Add clients_daily query #74

relud · 2019-04-08T21:16:04Z

No description provided.

jklukas · 2019-04-09T13:37:37Z

Is this using the auto-generation machinery, or is this hand-built? Is this expected to match exactly with the imported parquet-based clients_daily?

jklukas

This is pretty elegant. 300 lines of easy-to-scan SQL.

jklukas · 2019-04-09T13:25:14Z

udf/udf_require_whole_geo.sql

+  udf_require_whole_geo(country STRING,
+    city STRING,
+    geo_subdivision1 STRING,
+    geo_subdivision2 STRING) AS ( IF(country != '??',


Do you know where the ?? comes from? That's always been surprising to me, and it would be great to have it documented in a comment here.

I'll add a comment, it comes from hindsight's geoip decoding

jklukas · 2019-04-09T13:39:46Z

sql/clients_daily_v7.sql

+        "searchbar",
+        "system",
+        "urlbar")));
+  --


These separators are a nice pattern. It's much easier to see where functions begin and end this way.

jklukas · 2019-04-09T13:41:07Z

sql/clients_daily_v7.sql

+      NULL));
+  --
+WITH
+  -- normalize client_id and rank by document_id


Suggested change

-- normalize client_id and rank by document_id

-- normalize client_id and partition by by document_id

The usage of "rank" here is confusing to me.

I meant to use order by, sorry I wrote this comment a while back, not sure what i was intending, especially since rank has pretty specific meaning in a bigquery sql context

oh, i see now. partition by is definitely better, using that.

jklukas · 2019-04-09T13:45:37Z

tests/clients_daily_v7/test_first_value_falsey/main_summary_v4.schema.json

@@ -0,0 +1,8736 @@
+[


I initially was expecting this to be the main summary json schema from mozilla-pipeline-schemas. Can we adopt a naming convention here that specifies bq schema? foo_v1.bq.schema.json perhaps? Ideally, this should match the naming we use for bq schemas generated in m-p-s. cc @acmiyaguchi

yes, we can, for this PR i was just continuing to use what was already in place

Feel free to ignore for the scope of this PR.

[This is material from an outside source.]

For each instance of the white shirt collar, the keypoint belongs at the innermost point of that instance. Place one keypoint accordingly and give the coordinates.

jklukas · 2019-04-09T13:51:17Z

udf/udf_null_if_empty_list.sql

+CREATE TEMP FUNCTION
+  udf_null_if_empty_list(list ANY TYPE) AS ( IF(ARRAY_LENGTH(list.list) > 0,
+      list,
+      NULL) );


Annoying. Seems like this should be equivalent to NULLIF(list, []) but apparently nullif doesn't work with array types? Can you add a comment to explain why this needs to exist?

I will add a comment, it throws this error: NULLIF is not defined for arguments of type ARRAY<STRUCT<element STRING>>

relud · 2019-04-09T16:17:26Z

Is this using the auto-generation machinery, or is this hand-built? Is this expected to match exactly with the imported parquet-based clients_daily?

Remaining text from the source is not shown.